Genetic Uniformity of the U.S. Upland Cotton Crop since the Introduction of Transgenic Cottons

^a Dep. of Crop Science, North Carolina State Univ., Box 8604, Raleigh, NC 27695-8604
^b Dep. of Crop & Soil Science, Univ. of Georgia, P.O. Box 748, Tifton, GA 31793
^c Delta Res. & Ext. Ctr., P.O. Box 197, Stoneville, MS 38776

^* Corresponding author (daryl_bowman{at}ncsu.edu)

Field genetic uniformity is the probability that any two plants selected at random within a region carry alleles that are identical by descent.

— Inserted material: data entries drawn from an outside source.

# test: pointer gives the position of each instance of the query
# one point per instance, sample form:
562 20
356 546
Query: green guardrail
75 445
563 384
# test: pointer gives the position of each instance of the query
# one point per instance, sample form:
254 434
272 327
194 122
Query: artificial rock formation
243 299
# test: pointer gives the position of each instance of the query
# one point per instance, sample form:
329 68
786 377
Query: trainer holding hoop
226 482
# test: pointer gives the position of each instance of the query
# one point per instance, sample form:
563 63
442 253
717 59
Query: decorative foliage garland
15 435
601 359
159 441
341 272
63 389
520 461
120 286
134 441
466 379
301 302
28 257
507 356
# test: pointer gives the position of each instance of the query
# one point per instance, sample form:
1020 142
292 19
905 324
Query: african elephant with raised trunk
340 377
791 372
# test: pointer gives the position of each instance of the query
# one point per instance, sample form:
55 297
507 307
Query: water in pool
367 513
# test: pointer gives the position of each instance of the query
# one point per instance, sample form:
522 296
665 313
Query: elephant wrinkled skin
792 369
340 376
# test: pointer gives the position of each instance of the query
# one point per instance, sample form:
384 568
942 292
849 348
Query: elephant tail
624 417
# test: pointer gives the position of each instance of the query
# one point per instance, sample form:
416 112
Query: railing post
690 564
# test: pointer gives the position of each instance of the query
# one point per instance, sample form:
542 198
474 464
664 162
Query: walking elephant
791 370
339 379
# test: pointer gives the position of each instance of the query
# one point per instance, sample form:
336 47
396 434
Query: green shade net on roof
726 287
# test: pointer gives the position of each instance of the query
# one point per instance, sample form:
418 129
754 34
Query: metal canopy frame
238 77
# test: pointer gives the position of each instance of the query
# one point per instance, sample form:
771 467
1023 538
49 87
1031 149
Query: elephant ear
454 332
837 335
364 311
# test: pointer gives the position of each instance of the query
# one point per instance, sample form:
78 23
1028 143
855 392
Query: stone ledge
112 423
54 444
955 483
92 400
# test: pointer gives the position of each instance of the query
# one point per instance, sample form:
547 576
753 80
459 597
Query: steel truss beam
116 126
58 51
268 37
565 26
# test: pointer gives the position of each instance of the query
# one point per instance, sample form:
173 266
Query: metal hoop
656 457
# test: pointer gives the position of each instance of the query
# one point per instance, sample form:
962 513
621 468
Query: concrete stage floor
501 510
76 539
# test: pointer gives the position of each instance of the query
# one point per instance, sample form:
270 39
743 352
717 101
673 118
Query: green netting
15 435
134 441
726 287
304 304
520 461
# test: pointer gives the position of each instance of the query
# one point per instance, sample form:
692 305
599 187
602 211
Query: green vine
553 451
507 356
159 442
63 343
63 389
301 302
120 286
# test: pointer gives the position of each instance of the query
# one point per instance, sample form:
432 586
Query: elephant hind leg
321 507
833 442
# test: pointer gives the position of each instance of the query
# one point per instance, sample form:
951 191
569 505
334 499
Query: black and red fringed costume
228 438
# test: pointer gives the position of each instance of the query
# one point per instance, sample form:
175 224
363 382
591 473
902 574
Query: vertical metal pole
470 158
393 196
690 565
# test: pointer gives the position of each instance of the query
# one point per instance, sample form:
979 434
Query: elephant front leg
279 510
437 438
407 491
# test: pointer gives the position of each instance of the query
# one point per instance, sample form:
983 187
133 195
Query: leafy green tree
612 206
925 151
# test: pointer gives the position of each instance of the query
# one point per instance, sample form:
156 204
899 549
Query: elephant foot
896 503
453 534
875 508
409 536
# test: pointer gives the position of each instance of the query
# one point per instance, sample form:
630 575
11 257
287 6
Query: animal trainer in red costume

Genetic uniformity of field crops can occur through breeding with genetically related backgrounds and grower choice of a few related cultivars among other factors. Transgenic cotton cultivars currently dominate the U.S. cottonseed market, comprising approximately 72% of the Year 2000 cotton hectares. All transgenic cotton cultivars were derived through backcross breeding with popular nontransgenic cultivars. The objective of this study was to apply pedigree analysis to estimate field genetic uniformity since transgenic cultivars were introduced into the U.S. cottonseed market in 1996. Coefficients of parentage and proportion of hectares planted to transgenic cultivars were employed to estimate field genetic uniformity for the southeastern, south-central, southwestern, and western production regions. Compared with field genetic uniformity estimated in the Year 1995 preceding introduction of transgenic cultivars, field genetic uniformity did change (0.18 vs. 0.13). The number of cultivars planted on the largest hectarage has not changed, but the percentage of the crop planted to a few cultivars has declined. The proportion of the hectarage planted to the most popular cultivar also has declined. Both of these factors affected field genetic uniformity resulting in a 28% reduction in uniformity across the USA.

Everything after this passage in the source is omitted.